We’ve been reporting on the influence the American Federation of Teachers union seems to have had on the Biden regime in regard to schools reopening.
But now emails reveal that influence may have been even more than we thought.
The emails were obtained by Americans for Public Trust, a conservative watchdog group, through FOIA, and provided to the New York Post.
What they show is a lot of correspondence between the AFT and the CDC, with the White House and the CDC Director Rochelle Walensky included in the email train. According to the Post, the CDC had been “preparing to write that schools could provide in-person instruction regardless of community spread.” Then the AFT appears to have been given the ability to review the guidance the CDC was going to put out and have the opportunity to make suggestions to include in the CDC guidance.
“Thank you again for Friday’s rich discussion about forthcoming CDC guidance and for your openness to the suggestions made by our president, Randi Weingarten, and the AFT,” wrote AFT senior director for health issues Kelly Trautner in a Feb 1 email — which described the union as the CDC’s “thought partner.”
“We were able to review a copy of the draft guidance document over the weekend and were able to provide some initial feedback to several staff this morning about possible ways to strengthen the document,” Trautner continued. “… We believe our experiences on the ground can inform and enrich thinking around what is practicable and prudent in future guidance documents.”
Walensky wasn’t on the Feb 1 email, but it was forwarded to her by Carole Johnson, the White House coronavirus testing coordinator. Many emails included Will McIntee, an associate director of public engagement at The White House.
“We are immensely grateful for your genuine desire to earn our confidence and your committment to partnership,” Trautner said in another email to Walensky on Feb 3.
Two suggestions made by the union were included “nearly verbatim” in the CDC final guidance.
With the CDC preparing to write that schools could provide in-person instruction regardless of community spread of the virus, Trautner argued for the inclusion of a line reading “In the event of high community-transmission results from a new variant of SARS-CoV-2, a new update of these guidelines may be necessary.” That language appeared on page 22 of the final CDC guidance.
The AFT also demanded special remote work concessions for teachers “who have documented high-risk conditions or who are at increased risk for … COVID-19,” and that similar arrangements should extend to “staff who have a household member” with similar risks. A lengthy provision for that made it into the text of the final guidance.
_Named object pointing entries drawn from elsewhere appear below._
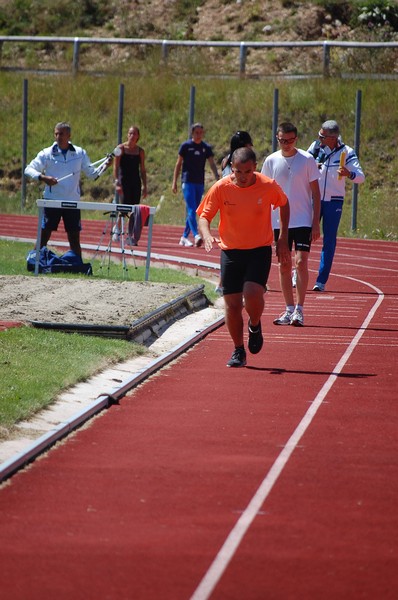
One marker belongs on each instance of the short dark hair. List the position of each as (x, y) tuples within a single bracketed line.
[(240, 139), (63, 125), (196, 126), (287, 127), (331, 126), (244, 155)]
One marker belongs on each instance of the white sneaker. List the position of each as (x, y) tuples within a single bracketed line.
[(185, 242), (284, 319), (318, 287), (198, 241), (297, 319), (116, 234)]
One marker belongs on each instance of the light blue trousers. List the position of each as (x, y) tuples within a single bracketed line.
[(330, 215), (193, 193)]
The CDC thereafter put “the brakes on a full re-opening of in-person classrooms,” according to the Post.
As the Post observes, when Jake Tapper then pressed the CDC Director Rochelle Walensky in February as to why kids weren’t just being allowed to return to in-person classes, Walensky appeared to tap dance, suggesting that because reliable masking with kids wasn’t 100% that they still “have work to do.” “That has to be universal,” she claimed.
When the guidance was released, Walensky claimed it was free from political meddling. But if the AFT has such a prominent role that seems the very definition of “political meddling.”
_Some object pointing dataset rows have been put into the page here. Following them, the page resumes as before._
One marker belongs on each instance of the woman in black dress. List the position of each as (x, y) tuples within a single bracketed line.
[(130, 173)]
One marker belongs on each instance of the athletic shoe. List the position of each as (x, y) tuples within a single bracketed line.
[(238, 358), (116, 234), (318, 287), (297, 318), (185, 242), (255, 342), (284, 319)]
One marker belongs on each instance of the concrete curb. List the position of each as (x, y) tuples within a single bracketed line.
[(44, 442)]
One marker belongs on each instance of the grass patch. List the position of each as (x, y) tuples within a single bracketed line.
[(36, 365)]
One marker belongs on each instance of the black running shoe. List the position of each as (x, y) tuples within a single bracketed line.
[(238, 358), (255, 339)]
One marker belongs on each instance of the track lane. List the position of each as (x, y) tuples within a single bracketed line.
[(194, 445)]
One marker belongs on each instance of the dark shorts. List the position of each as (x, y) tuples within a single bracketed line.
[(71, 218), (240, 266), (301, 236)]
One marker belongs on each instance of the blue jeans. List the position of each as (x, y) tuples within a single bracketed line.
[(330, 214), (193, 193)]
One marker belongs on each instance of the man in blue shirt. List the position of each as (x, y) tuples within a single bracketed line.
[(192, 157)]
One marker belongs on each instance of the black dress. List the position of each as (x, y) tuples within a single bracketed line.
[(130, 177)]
When the news of the emails broke, the CDC claimed that such interactions were routine, to get feedback.
But Dr. Monica Gandhi, a professor of medicine at the University of California, San Francisco who has written extensively on coronavirus, said that she found the CDC-AFT emails “very, very troubling,”
“What seems strange to me here is there would be this very intimate back and forth including phone calls where this political group gets to help formulate scientific guidance for our major public health organization in the United State,” Gandhi told The Post. “This is not how science-based guidelines should work or be put together.”
So much for Joe “Follow the science” Biden.